Lock compares the muscle information from the body to music and says that in the earliest forms of myoelectric control, systems were only hearing the volume of sounds from users’ muscles, but pattern recognition technology is akin to also hearing the tone, dynamics, and melody that make up of the full experience of music.
The Coapt technology integrates with the Ottobock bebionic and the Motion Control wrist prosthesis provided by the Handspring rehabilitation team that O’Connell-Ponkos uses.
“The huge benefit of this technology with our solution and Coapt technology is that it can pick up lower levels of myoelectric signals than the thresholds conventional myoelectrodes detect when used for single- or dual-site systems,” says Erik Tompkins, CP, BOCO, at Handspring’s Kingston, New York, facility. “Jodie has a transradial external-powered prosthesis that uses the Coapt Control to open and close the hand and rotate the wrist.”
In the past, Tompkins says switching modes from operating the hand to operating the wrist to operating the elbow was a far more complex process. With those issues solved, however, he says O’Connell-Ponkos’ biggest challenges now are related to her penchant for pushing her prosthetic technologies to their limits.
“She didn’t see any of the boundaries and wanted to be able to do every-thing, and this allowed her to do more tasks, more naturally, around her house and her farm where she has horses,” he says. “Thirty years after her injury she was able to pick up all of these things like she’d been doing them the whole time.”
Getting Comfortable
O’Connell-Ponkos has been amazed at how quickly she’s been able to do a variety of things with her prosthesis. She began wearing the device daily almost immediately and was thrilled to be able to cut apples and cook—things she hadn’t done for years. Within six months she says she learned how to put her hair in a ponytail.

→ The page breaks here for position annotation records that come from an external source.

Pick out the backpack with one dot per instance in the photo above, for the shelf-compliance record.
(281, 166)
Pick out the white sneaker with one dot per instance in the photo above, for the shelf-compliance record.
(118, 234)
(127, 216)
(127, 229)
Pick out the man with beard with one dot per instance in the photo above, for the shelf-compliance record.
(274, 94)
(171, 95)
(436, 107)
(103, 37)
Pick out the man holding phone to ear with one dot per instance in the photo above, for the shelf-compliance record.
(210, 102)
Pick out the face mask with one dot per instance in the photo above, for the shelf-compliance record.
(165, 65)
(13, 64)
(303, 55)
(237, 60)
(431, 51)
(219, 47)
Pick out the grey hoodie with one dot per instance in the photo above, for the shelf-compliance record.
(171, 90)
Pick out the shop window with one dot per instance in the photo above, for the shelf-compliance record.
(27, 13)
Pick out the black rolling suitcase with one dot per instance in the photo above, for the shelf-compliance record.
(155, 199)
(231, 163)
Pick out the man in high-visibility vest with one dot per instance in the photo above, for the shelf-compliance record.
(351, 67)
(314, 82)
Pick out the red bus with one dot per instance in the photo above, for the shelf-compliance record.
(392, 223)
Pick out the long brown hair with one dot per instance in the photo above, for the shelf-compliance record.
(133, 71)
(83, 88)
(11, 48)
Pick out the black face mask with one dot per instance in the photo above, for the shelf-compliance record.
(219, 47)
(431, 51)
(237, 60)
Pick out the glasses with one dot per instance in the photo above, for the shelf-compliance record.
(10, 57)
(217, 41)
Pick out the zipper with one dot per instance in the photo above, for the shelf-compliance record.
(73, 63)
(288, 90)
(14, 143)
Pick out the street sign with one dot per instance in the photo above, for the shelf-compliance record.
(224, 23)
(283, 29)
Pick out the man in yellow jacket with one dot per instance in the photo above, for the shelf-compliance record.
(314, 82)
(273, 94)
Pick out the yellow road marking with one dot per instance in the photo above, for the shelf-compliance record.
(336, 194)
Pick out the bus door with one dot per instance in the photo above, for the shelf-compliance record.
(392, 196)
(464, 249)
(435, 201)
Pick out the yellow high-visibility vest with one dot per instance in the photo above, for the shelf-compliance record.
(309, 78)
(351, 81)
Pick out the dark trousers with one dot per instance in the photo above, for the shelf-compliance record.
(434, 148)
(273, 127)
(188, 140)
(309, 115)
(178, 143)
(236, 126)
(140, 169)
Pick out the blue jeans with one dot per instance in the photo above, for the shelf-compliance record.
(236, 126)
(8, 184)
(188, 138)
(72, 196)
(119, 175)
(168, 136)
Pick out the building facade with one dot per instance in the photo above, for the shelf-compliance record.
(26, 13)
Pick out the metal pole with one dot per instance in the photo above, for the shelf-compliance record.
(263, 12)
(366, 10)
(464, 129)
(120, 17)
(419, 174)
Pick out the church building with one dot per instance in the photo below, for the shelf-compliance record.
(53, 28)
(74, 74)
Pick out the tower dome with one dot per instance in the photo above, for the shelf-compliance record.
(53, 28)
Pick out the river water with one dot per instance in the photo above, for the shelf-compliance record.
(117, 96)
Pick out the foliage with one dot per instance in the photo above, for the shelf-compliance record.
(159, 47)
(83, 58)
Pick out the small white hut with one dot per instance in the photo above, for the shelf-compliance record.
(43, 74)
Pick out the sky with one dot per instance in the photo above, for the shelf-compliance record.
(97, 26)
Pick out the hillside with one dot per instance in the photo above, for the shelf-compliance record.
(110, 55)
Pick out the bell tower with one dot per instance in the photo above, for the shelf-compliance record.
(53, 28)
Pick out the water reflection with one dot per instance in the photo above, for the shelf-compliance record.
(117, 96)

She is also able to calibrate the hand herself to account for changes in limb volume, which can affect how the socket fits.
“The technology that has enabled me to be in that spot where I can manage things on my own has changed my life,” she says. “I am 50 years old. I was 47 when I got this, and I am excited to wear it and make it a part of my everyday life.”
O’Connell-Ponkos’ experience has been so life-changing, in fact, that it’s prompted her to help others. She approached Tompkins and Handspring and began advocating her prosthetic solutions for other patients. Currently, she is seeking certification in occupational therapy to further benefit people who have amputations.
“I want to inspire and educate others and let them know that they are not alone,” she says. “We can all make a difference, and there are companies out there that are really listening and trying to help us enhance our lives.”
As far as her advice on staying positive, O’Connell-Ponkos says it’s important to find support and ask for help when you need it—whether from families, friends, or a support group.
“Go to the Amputee Coalition and find another amputee that can listen and talk to you and so you don’t feel alone,” she says. “Others can’t fix it for you, but they can offer you encouragement, and knowing somebody cares makes the world better.”
O’Connell-Ponkos says it’s important to remember that the people who are there for you and care for you do so out of love.
“Don’t push them away—allow them to help,” she says. “That was one of the hardest lessons I had to learn.”
Tara McMeekin is a writer and editor based in Parker, Colorado.